Drive the development of products and platforms with a focus on Machine Learning and Data Engineering.
Design secure, reliable, and scalable solutions that incorporate both functional and non-functional requirements from product teams, security teams, and technology stakeholders. Present these solutions for review within Loyalty Products and to the wider Mastercard Architecture & Technology Architecture Review Team.
Define the technical strategy for Loyalty Data and Predictive Analytics, contributing to long-term goals, roadmaps (12-18 months), and detailed planning at quarterly and sprint levels.
Lead modernization efforts and data transformation solutions for Loyalty Data products, ensuring compliance with payment standards and regulations like PCI-DSS, GDPR, and local On-Soil requirements.
Collaborate with technical leads, data stewards, DBAs, and database developers to support large-scale, like-for-like data migrations.
Stay informed about emerging trends and best practices in big data and cloud platforms, providing technical leadership to enhance the quality of data platforms continuously.
Work closely with teams like Data Privacy, Information Security, Cryptographic Architecture, and Business Operations to gather requirements and ensure compliance with Mastercard policies, industry standards, and regulations.
Translate business requirements into technical specifications involving data streams, integrations, transformations, databases, and data warehouses.
Define the framework, standards, and principles for data architecture, covering areas such as modeling, metadata, security, and reference data.

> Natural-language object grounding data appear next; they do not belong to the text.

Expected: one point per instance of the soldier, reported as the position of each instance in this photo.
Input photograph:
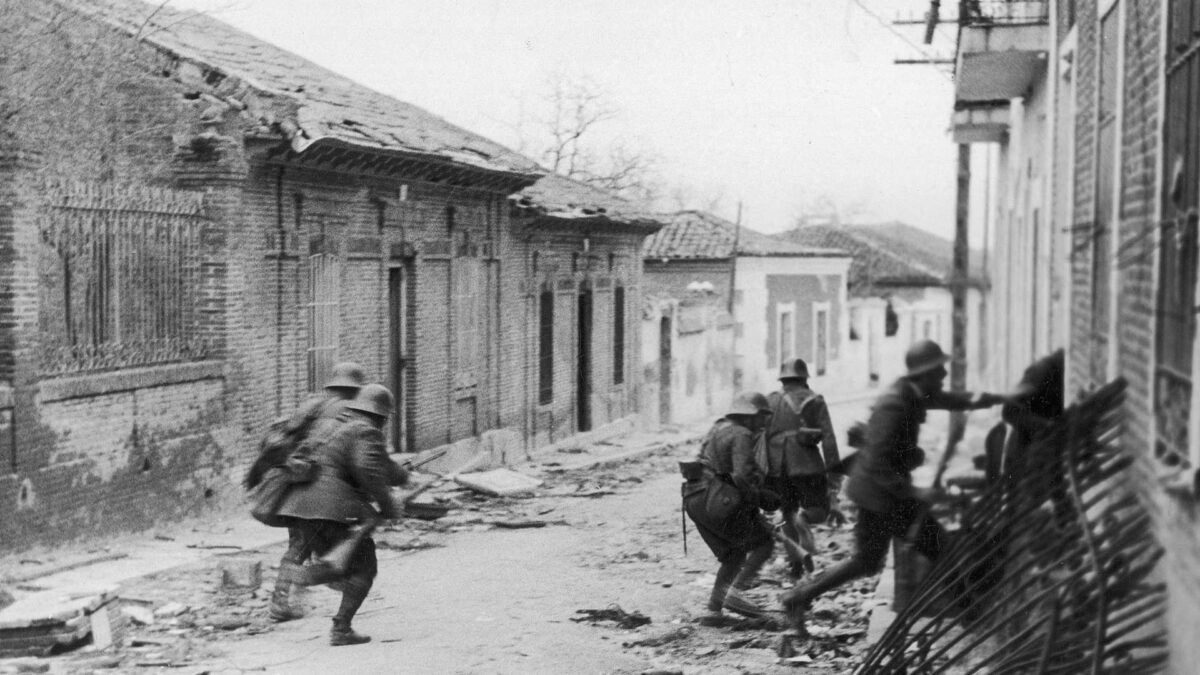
(343, 384)
(799, 472)
(353, 472)
(881, 479)
(741, 539)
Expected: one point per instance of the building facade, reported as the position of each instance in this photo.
(1096, 245)
(784, 299)
(196, 226)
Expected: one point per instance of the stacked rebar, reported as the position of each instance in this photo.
(1049, 572)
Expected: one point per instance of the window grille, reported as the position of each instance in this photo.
(119, 279)
(1107, 183)
(324, 293)
(1175, 322)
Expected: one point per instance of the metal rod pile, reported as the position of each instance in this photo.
(1049, 571)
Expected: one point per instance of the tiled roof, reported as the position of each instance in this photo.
(702, 236)
(889, 255)
(306, 101)
(565, 199)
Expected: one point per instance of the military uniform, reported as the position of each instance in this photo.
(742, 541)
(881, 479)
(353, 472)
(799, 423)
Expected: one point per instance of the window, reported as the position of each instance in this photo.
(324, 291)
(618, 335)
(1175, 321)
(786, 332)
(119, 282)
(821, 339)
(546, 347)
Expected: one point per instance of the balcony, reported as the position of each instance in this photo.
(985, 124)
(1002, 51)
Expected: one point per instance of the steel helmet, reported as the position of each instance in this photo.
(373, 399)
(924, 356)
(793, 369)
(749, 402)
(348, 375)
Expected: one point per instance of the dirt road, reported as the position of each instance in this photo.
(471, 593)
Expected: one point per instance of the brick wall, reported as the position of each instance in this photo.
(1080, 369)
(562, 264)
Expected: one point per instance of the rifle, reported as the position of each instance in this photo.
(411, 465)
(333, 565)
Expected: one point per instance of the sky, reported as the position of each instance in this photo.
(772, 105)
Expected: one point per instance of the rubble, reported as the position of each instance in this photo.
(52, 621)
(498, 482)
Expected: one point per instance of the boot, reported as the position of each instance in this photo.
(725, 575)
(341, 634)
(737, 603)
(281, 608)
(748, 575)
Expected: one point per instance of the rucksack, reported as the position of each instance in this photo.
(283, 447)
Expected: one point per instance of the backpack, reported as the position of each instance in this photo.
(283, 447)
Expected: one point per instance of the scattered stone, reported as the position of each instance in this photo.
(613, 613)
(241, 574)
(171, 610)
(228, 622)
(43, 622)
(498, 482)
(24, 665)
(661, 638)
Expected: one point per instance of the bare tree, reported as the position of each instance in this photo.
(567, 132)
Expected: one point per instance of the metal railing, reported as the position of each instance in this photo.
(1049, 572)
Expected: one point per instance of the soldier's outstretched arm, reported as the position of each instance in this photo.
(372, 471)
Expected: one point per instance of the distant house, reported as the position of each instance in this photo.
(196, 226)
(785, 300)
(899, 293)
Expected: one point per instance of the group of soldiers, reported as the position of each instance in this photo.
(780, 453)
(343, 488)
(324, 473)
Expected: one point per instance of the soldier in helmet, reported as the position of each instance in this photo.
(881, 478)
(343, 384)
(742, 541)
(351, 488)
(802, 451)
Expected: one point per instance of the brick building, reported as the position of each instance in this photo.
(898, 293)
(197, 225)
(581, 291)
(785, 300)
(1095, 115)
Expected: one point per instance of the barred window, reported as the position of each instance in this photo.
(1175, 321)
(119, 279)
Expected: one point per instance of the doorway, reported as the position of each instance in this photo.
(665, 370)
(583, 390)
(397, 356)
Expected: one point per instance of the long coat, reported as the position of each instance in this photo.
(729, 452)
(799, 420)
(881, 479)
(353, 472)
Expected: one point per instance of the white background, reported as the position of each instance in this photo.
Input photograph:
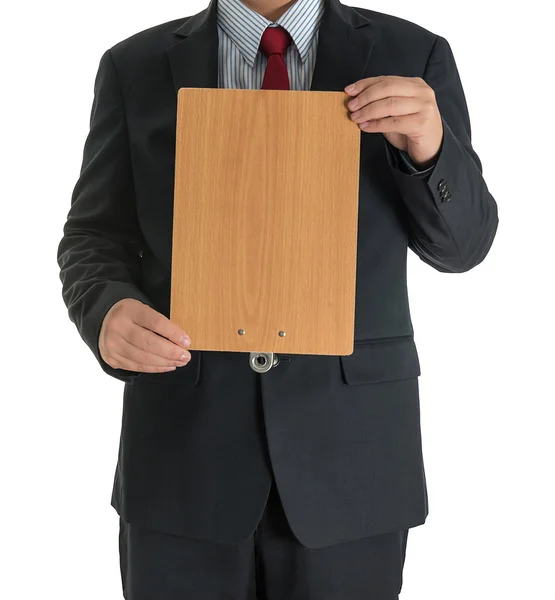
(485, 337)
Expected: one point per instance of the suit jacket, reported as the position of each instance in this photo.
(341, 434)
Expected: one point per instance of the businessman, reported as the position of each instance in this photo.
(302, 482)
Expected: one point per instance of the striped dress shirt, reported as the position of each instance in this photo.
(242, 65)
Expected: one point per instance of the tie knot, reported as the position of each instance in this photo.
(275, 40)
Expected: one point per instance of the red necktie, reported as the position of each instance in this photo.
(274, 43)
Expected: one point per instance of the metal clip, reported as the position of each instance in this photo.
(262, 362)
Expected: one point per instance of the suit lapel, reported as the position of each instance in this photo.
(345, 43)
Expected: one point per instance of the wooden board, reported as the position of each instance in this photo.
(265, 220)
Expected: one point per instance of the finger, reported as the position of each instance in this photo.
(391, 106)
(154, 321)
(402, 86)
(121, 362)
(405, 124)
(362, 84)
(147, 341)
(141, 360)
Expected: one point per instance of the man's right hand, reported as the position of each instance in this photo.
(135, 337)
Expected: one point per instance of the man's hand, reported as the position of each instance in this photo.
(135, 337)
(404, 109)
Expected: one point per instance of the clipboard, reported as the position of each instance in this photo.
(265, 220)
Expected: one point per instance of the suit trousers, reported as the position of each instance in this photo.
(269, 565)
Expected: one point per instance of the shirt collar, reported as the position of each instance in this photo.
(245, 26)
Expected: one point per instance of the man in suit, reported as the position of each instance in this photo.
(301, 482)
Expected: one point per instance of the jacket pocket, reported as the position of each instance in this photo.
(373, 361)
(187, 376)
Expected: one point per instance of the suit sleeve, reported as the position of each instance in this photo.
(100, 252)
(452, 216)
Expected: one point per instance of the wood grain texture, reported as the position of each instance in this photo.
(265, 220)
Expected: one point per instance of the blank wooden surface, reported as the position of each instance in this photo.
(265, 220)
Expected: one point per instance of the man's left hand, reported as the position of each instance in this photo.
(404, 109)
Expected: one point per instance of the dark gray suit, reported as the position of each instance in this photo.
(341, 434)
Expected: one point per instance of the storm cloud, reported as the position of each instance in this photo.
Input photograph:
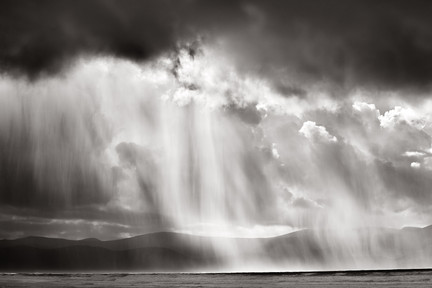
(381, 44)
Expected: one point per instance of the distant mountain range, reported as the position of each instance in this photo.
(166, 251)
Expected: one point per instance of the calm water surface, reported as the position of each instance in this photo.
(400, 278)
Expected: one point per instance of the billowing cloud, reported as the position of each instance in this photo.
(316, 132)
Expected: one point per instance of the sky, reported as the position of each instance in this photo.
(252, 118)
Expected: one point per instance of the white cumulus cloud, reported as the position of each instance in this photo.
(314, 132)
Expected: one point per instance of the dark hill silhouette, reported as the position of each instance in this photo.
(166, 251)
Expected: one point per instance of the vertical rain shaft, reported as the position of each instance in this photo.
(190, 151)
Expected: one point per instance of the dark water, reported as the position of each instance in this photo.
(396, 278)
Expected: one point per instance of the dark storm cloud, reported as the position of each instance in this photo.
(384, 44)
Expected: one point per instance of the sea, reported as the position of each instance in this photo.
(370, 278)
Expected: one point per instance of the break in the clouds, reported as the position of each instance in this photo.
(125, 117)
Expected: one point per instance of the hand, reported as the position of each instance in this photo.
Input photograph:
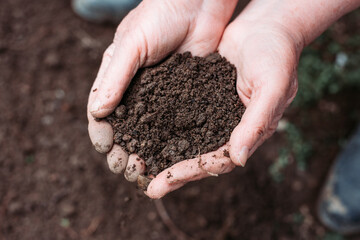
(266, 55)
(148, 34)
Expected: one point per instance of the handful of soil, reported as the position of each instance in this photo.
(178, 109)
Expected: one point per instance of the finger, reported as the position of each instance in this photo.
(117, 159)
(257, 124)
(106, 59)
(134, 168)
(100, 132)
(209, 164)
(122, 67)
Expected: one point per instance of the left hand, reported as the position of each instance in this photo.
(266, 56)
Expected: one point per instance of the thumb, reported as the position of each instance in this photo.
(257, 124)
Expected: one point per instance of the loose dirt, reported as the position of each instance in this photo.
(178, 109)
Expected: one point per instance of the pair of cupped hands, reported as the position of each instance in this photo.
(263, 50)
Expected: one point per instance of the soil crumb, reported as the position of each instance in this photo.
(178, 109)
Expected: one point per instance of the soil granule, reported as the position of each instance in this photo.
(179, 109)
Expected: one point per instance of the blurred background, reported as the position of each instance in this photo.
(53, 185)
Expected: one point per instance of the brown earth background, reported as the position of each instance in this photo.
(53, 185)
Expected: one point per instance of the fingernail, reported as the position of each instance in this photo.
(242, 156)
(95, 106)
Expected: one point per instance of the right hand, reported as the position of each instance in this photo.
(147, 35)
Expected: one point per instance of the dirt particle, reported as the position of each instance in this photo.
(169, 175)
(226, 153)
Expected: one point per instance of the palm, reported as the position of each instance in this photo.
(266, 83)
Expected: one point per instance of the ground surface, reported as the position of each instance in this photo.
(53, 185)
(178, 109)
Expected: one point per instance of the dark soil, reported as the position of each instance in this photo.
(53, 184)
(179, 109)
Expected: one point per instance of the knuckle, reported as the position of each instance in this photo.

Evaluate and recommend the best analytics solutions, considering usability, technical feasibility, timelines, and stakeholder needs.
Break down large solutions into smaller, achievable milestones to gather feedback and data from product managers and stakeholders.
Requirements & Skills:
Expertise in data platform engineering concepts, architecture design patterns, and industry best practices.
Subject matter expertise in Databricks and experience in cloud infrastructure, particularly AWS and/or Azure.
Advanced statistical analysis, coding, and data engineering techniques.
Open-source tools, predictive analytics, machine learning, and advanced statistics for basic analytical tasks.
Proficiency in Python, Scala, Spark, Hadoop platforms and tools (Hive, Impala, Airflow, NiFi, Sqoop), and SQL to build Big Data products and platforms.
Experience developing and deploying production-level data applications and workflows/pipelines, including machine learning systems in Java, Scala, or Python, with full lifecycle involvement—from data ingestion to feature engineering, modeling, and evaluation.
Architecting scalable data migration solutions using cloud and data lake technologies, along with data transformation tools like Airflow and NiFi for data pipeline orchestration and SQL Server SSIS for ETL.
Cloud security models, encryption strategies, and network layers for hybrid on-prem and cloud environments.
Curiosity, creativity, and enthusiasm for technology and innovation.
Strong quantitative and problem-solving skills.
An ability to multitask with attention to detail.
Self-motivation, flexibility, and independence in managing your workload.